Resûlullah (sav) Efendimiz bu tavsiyesinde herhangi bir değişiklik yapmadan vefat etti. Teravihin ferden kılınması Hz. Ebû Bekir (ra)‘in zamanında da böylece devam etti. Hz. Ömer (ra)’in hilafetinin başında da böyle devam etti.

Teravih namazı ramazan ayına mahsus bir sünnet-i müekkededir. Bütün ulemâ bu hususta ittifaklıdır. Teravih namazının cemaatle kılınması da bir sünnet-i kifayedir.
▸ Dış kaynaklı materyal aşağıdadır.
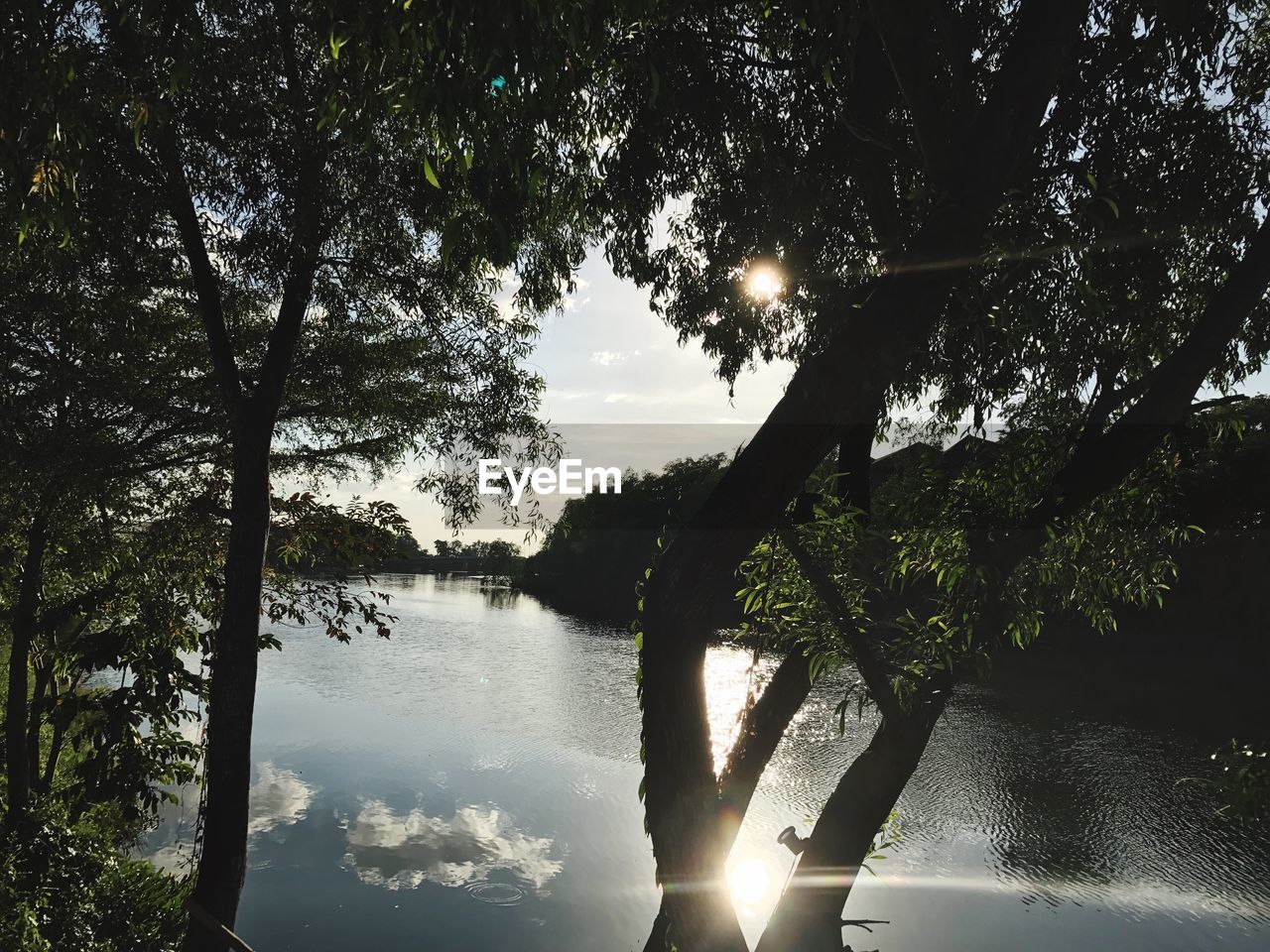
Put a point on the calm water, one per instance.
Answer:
(471, 784)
Teravihin sünnet oluşu, Peygamber (sav) Efendimizin söz ve amelleriyle sabittir. Hadis-i şeriflerde bildirildiğine göre, Peygamberimiz (sav) teravih namazını cemaatle sekiz rekat, diğer bir gecesinde on iki rekat kıldırmış, cemaatin çoğalmasıyla Resûlullah (sav) Efendimiz dördüncü ve beşinci gecelerde cemaate çıkmamış, sabahleyin cemaate hitaben:

“Yaptığınızı gördüm, benim için sizin yanınıza çıkmaya bir mani yoktu. Ancak bu namazın size farz kılınacağından endişe ettim.” buyurmuşlardır. Yalnız bu konuya bakıp teravih namazının sekiz rekat olduğunu söyleyemeyiz. Çünkü Resûlullah (sav) Efendimiz cemaatten ayrıldıktan sonra, evlerinde on iki rekat daha kılarak bu namazı yirmi rekata tamamladıkları da kitaplarımızda kayıtlıdır. Zaten Hz. Ömer (ra) zamanında teravih namazı cemaatle kılınmaya başlamış ve yirmi rekat olarak kılınmıştır.

Nafile namazları cemaatle kılmak caiz olması cihetiyle, teravih namazını da cemaatle kılmak eftaldir. Leys b. Sa’d, Abdullah b. Mübarek, İmam Ahmed b. Hanbel ve İshak’a göre, teravih namazını cemaatle kılmak eftaldir. Hanefî ve Şâfî alimlerinden bir cemaatin kavli de böyledir. El-Hidâye sahibi de teravihi cemaatle kılmanın sünnet-i kifaye olduğunu söyler.

Teravih namazının vakti, yatsı namazı ile vitir namazı arasıdır. Cemaatle kılınan nafile namazlara ezan ve ikamet yoktur.

İmamlığa niyet etmemiş kişiye uymak caizdir. Amel-i kalîl (küçük iş yapmak) namazı bozmaz.